AMPARO DIRECTO 12296/2001. AZUCENA MARTÍNEZ SARONE.
Fecha: 01-Ene-1917
Considerando
CUARTO.-En el presente asunto, es innecesario el estudio de los conceptos de violación que se hacen valer, al advertirse la existencia de una violación al procedimiento no alegada por la quejosa, por lo que al encontrarnos en el supuesto contenido en el artículo 76 bis, fracción IV, de la Ley de Amparo, se procede a suplir la deficiencia de los mismos.

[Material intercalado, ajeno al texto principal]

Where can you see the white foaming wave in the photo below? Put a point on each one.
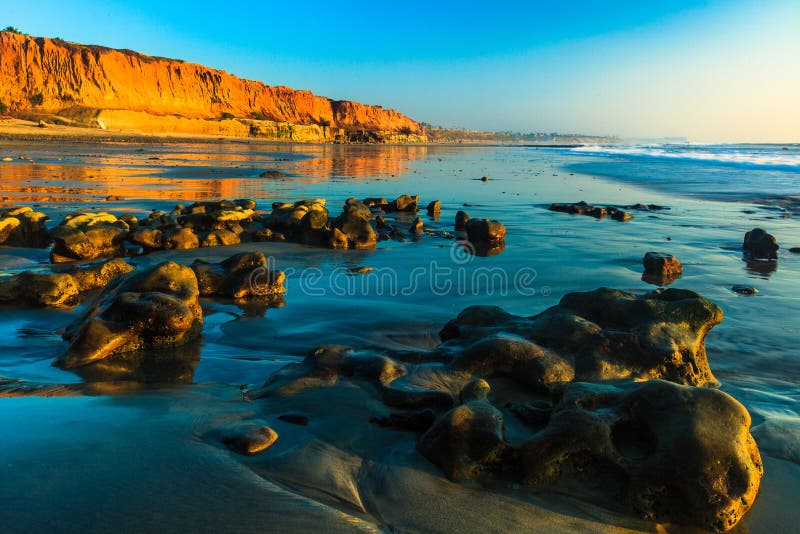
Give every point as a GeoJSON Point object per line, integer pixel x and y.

Lo anterior es así, toda vez que del análisis del expediente laboral número 900/99 del cual deriva el presente juicio de garantías, se advierte que la violación procesal que se refiere, consiste en que al ofrecer el trabajo la empresa demandada en los mismos términos y condiciones en que lo venía desempeñando la actora, la Junta en la audiencia de fecha diecisiete de mayo del año dos mil, señaló: "... Y visto el ofrecimiento de trabajo y toda vez que no comparece la actora personalmente, ni persona alguna que legalmente la represente, se le concede a la parte actora un término de tres días hábiles para que manifieste si acepta o no dicho ofrecimiento de trabajo con fundamento en los artículos 735 al 738 de la ley laboral, apercibida la actora que para el caso de no hacer manifestación alguna en el término concedido se le tendrá por inconforme con dicho ofrecimiento de trabajo." (fojas 79 vta. y 80 exp. lab.).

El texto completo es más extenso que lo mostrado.